Anything can happen on the road. Most drivers don’t want to think about it, but an average of 6 million car accidents occur within the U.S. each year. But that’s why you have car insurance—to ensure you have financial coverage for medical expenses and car damage—and you expect that other drives have the same. But what happens if you get into a car accident with someone who doesn’t have auto insurance? Will you have to pay for any expenses out of pocket?
These circumstances are why uninsured/underinsured motorist coverage exists. As an insurance policyholder, you can include in your plan a safeguard that accounts for those on the road who don’t follow the law and have the minimum required insurance.
Uninsured Motorist Coverage: Who Needs It?
About half the states in the country require motorists to have uninsured motorist coverage and have set minimums. In other states, insurance providers legally have to make this form of insurance available, but drivers can choose not to include it in their car insurance policy. You can click here to learn more about the uninsured motorist coverage requirements for your state.
The 4 Types of Uninsured Motorist Coverage
Uninsured motorist coverage comes into play if an uninsured or underinsured driver causes a collision with a policyholder. Typically, the other driver’s insurance would pay for your car repairs and medical bills.
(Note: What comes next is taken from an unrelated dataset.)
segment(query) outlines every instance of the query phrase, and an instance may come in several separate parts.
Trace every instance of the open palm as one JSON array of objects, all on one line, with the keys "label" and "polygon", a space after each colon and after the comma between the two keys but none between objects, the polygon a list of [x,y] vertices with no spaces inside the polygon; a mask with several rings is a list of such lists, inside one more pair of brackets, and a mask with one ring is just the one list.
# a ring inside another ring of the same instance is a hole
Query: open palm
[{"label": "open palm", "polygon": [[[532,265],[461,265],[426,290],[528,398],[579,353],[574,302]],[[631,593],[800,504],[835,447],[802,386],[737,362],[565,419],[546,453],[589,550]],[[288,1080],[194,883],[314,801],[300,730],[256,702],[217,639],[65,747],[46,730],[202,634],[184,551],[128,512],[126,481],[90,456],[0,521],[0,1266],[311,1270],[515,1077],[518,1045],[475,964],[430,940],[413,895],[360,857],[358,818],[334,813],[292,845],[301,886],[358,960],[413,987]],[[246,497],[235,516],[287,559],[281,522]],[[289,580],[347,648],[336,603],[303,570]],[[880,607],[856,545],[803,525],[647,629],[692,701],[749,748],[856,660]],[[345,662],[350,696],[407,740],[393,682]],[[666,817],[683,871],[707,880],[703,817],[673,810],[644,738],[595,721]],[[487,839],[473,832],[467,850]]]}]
If they don’t, having uninsured/underinsured motorist coverage on your insurance plan will protect you from paying these expenses out of your own pocket. This form of coverage essentially covers the gap between the costs created by the accident and what the at-fault driver can pay.
Under the umbrella of uninsured motorist insurance, there are four distinct types of coverage:
● Uninsured Motorist Bodily Injury (UMBI)– Covers injury-related expenses for the policyholder and their passengers. On top of medical expenses, some UMBI plans cover lost income and pain and suffering.
● Uninsured Motorist Property Damage (UMPD)– Pays for damages to your car if the uninsured driver is identified, meaning UMPD doesn’t usually cover hit-and-run accidents.
● Underinsured Motorist Bodily Injury(UIMBI)– Works the same as UMBI, except it applies when the driver responsible for the crash has insurance, but not enough to cover all the expenses.
● Underinsured Motorist Property Damage (UIMPD)– Works the same as UMPD, except it applies when the driver responsible for the crash has insurance, but not enough to cover all the expenses.
If it Isn’t Required, Is it Worth It?
If you live in a state that doesn’t require any form of uninsured motorist insurance, you may be wondering whether it’s worth having. When making this decision, you may want to consider the facts and stats:
● According to the most recent data from the Insurance Research Council, about one in eight drivers (13 percent) are uninsured.
● At 26.7 percent of all its drivers, Florida has the most uninsured drivers in the U.S. At 4.5 percent, Maine has the least.
If it Is Required, What Are the Rules?
If you live in a state that does require uninsured motorist insurance, you have to meet your state’s minimum coverage requirements. Typically, the state government and insurance providers express these requirements in this form:
UMBI minimum limit for one person / total UMBI minimum limit / UMPD minimum limit
For example, a state with a minimum uninsured motorist limit of 20/40/10 requires drivers to have a UMBI insurance limit of at least $40,000 with a limit of at least $20,000 per individual. For UMPD, they must have at least $10,000 coverage.
Keep in mind that these requirements vary by state. For example, New York has a minimum limit of 25/50 (the state has no minimum limit for UMPD whereas New Jersey has minimum requirements at 15/30/5.
Although rates vary by state, insurance provider, and your specific policy, you can expect uninsured motorist insurance to account for about five percent of your annual auto insurance premium.
Know the Rules and Risks
Understanding how uninsured motorist coverage works, how much it costs, and how prevalent driving without insurance is in your state, you can make an informed decision about your auto insurance policy. If you think the risks outweigh the costs, then talk to your insurance provider about adding UMPD, UMBI, UIMBI, or UIMPD to your plan.